Ich sehne mich nach Ehrlichkeit, gerade jetzt, mehr denn je. Ich muss einfach hören wie irgendjemand, meinetwegen ich selber, ehrlich ist. Wir leben in diesem seltsamen, verdammten TikTok, verfickten YouTube, verfickten Donald Trump quasi alternativen Universum, in dem alles, was gesagt wird eine verdammte Lüge ist. Und ich habe die Schnauze so voll davon. Selbst wenn ich meine Songs höre… das klingt jetzt etwas seltsam… aber sie fühlen sich wie etwas an, das außerhalb meiner selbst ist… es ist wie Medizin. Vielleicht fühlen die Leute dasselbe, wenn sie das Album hören. Ich hoffe es. Oh mein Gott! Es ist wie wenn man das Fenster öffnet und frische Luft rein lässt.
Ich versuche wirklich, den Leuten zu vertrauen, dass sie so etwas erkennen.

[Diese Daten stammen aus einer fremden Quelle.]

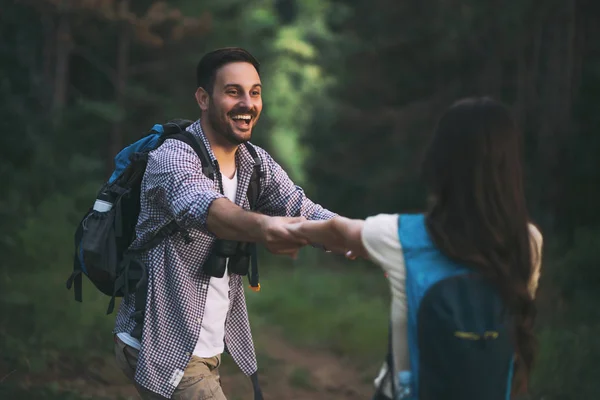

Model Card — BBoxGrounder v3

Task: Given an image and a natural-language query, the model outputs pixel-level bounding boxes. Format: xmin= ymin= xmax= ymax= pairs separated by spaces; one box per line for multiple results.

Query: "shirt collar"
xmin=187 ymin=119 xmax=257 ymax=173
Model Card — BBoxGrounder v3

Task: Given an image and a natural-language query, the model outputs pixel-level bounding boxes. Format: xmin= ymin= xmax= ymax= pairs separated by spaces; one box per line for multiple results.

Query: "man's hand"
xmin=258 ymin=216 xmax=309 ymax=258
xmin=206 ymin=198 xmax=309 ymax=258
xmin=286 ymin=217 xmax=369 ymax=260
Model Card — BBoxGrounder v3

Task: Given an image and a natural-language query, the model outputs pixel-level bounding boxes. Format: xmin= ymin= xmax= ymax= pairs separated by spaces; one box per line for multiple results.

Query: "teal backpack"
xmin=66 ymin=119 xmax=262 ymax=314
xmin=374 ymin=214 xmax=515 ymax=400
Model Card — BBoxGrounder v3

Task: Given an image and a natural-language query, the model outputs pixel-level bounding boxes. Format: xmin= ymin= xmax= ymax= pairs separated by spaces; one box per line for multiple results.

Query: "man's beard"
xmin=207 ymin=104 xmax=252 ymax=146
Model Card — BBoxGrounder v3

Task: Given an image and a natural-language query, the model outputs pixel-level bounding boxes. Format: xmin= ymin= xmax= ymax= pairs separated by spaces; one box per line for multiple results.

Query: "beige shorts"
xmin=114 ymin=335 xmax=226 ymax=400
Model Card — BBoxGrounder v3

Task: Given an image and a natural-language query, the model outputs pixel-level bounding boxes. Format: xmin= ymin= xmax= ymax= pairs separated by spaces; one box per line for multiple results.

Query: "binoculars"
xmin=203 ymin=239 xmax=252 ymax=278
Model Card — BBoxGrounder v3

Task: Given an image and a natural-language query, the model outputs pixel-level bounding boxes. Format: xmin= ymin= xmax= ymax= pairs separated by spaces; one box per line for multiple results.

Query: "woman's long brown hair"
xmin=422 ymin=97 xmax=539 ymax=395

Ich weiß nicht… ich glaube es auch, aber heutzutage weiß man es einfach nicht. Vielleicht wird dieses Album nicht gehört. Aber es hat sein eigenes Leben und vielleicht wird es in zehn Jahren von jemandem entdeckt. Ich weiß nur dass es ehrlich ist, und dass das das ist, was wir brauchen. Ich hoffe einfach es hat Glück und die Leute hören es. Als Songwriter hast du deinen Job gemacht, wenn du die Medizin verabreicht hast.
Ich denke du musst dem vertrauen, was du geschaffen hast. Gute Dinge setzen sich durch. Es wird vielen Menschen dort draußen Hoffnung und ein gutes Gefühl schenken.

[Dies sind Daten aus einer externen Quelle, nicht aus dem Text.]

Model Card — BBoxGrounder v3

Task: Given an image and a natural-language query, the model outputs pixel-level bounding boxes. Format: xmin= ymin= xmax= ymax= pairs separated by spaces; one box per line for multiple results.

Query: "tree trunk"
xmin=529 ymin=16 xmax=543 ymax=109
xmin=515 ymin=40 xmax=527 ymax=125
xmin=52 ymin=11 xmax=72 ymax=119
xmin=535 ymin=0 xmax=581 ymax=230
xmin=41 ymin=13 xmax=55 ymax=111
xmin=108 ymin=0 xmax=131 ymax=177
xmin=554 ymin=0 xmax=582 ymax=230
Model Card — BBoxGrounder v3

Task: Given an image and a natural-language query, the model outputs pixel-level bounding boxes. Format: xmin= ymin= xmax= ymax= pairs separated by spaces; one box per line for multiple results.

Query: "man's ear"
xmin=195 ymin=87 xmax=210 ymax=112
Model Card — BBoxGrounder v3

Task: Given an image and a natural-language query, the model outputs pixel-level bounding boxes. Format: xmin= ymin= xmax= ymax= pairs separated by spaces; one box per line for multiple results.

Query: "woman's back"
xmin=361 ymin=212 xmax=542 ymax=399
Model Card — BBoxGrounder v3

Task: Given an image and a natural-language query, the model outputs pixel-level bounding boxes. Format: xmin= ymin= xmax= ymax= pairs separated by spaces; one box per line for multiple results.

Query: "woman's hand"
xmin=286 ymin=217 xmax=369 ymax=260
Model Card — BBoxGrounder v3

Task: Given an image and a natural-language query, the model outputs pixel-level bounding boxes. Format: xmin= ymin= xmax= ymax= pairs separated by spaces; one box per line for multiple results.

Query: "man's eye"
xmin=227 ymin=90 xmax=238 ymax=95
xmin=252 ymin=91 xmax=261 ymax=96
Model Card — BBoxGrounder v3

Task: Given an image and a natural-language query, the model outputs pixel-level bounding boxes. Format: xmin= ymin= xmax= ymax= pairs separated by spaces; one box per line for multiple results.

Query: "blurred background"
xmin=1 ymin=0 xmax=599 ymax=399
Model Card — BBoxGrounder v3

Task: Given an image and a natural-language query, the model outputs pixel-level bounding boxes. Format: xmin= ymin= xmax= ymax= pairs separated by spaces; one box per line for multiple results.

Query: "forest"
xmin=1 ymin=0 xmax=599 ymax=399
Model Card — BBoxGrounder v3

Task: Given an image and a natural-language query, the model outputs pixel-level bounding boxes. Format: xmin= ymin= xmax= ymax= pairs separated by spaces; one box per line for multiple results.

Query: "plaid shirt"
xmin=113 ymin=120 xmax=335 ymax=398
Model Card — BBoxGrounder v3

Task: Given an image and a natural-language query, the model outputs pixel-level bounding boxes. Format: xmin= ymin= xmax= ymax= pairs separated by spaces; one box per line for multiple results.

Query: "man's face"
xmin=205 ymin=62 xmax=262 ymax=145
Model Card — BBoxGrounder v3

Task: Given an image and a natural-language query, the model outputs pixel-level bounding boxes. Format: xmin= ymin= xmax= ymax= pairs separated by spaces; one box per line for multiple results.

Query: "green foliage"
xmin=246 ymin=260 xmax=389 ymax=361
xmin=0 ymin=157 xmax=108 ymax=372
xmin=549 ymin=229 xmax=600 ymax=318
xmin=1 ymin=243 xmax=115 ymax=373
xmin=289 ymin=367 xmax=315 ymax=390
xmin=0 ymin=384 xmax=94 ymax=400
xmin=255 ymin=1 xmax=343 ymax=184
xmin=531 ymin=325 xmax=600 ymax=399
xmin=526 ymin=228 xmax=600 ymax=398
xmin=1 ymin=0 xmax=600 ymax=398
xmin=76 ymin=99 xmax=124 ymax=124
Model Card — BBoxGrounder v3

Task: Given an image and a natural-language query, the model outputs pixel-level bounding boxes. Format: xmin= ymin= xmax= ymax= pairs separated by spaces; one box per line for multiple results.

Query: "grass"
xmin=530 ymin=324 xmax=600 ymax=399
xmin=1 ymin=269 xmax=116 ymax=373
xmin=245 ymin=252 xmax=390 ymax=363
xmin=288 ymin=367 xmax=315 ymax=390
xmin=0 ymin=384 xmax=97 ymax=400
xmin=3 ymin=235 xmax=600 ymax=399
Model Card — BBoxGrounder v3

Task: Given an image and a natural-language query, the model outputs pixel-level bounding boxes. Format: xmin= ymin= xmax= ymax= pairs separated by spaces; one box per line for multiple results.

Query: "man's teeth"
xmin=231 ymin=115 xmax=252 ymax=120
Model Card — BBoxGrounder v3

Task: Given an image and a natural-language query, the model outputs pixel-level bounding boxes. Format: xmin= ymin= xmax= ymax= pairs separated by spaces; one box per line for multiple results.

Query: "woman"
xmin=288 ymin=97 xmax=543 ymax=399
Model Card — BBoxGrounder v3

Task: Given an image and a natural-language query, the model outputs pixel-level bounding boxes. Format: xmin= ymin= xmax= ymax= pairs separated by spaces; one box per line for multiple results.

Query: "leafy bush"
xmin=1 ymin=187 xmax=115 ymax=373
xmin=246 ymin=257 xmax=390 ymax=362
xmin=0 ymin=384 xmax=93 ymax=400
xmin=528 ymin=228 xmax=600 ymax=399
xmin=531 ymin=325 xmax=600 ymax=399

Genau. Das ist alles, was ich will. Ich glaube, heute suchen Musikkritiker zu viel danach, wie komplex etwas ist. Definiert es die Grenzen von Musik neu? Warum muss es das immer tun? Warum kann es nicht einfach ehrlich sein? Deshalb glaube ich, dass es heutzutage radikal ist, ehrlich zu sein. Niemand ist mehr ehrlich (lacht). Wer hätte gedacht, dass so etwas einfach wie Ehrlichkeit einmal so schwer zu finden sein würde. Wie auch immer, ich hoffe es auch. Es wird sein Zuhause finden und sein eigenes Ding machen.
Bleib gesund, Fran. Und pass auf dich und deine Familie auf.
Du auch. Es war schön mit dir zu reden! Hoffentlich dauert es bis zum nächsten Mal nicht wieder zehn Jahre.
Oh mein Gott, bitte nicht! Wir wären so alt!
Ich weiß! Ach weißt du, jung im Herzen. Ich weiß nicht wie es dir geht, aber ich fühle mich fitter denn je. Es ist nur eine Zahl. Du musst einfach deine Hand ausstrecken und das Leben beim Genick packen.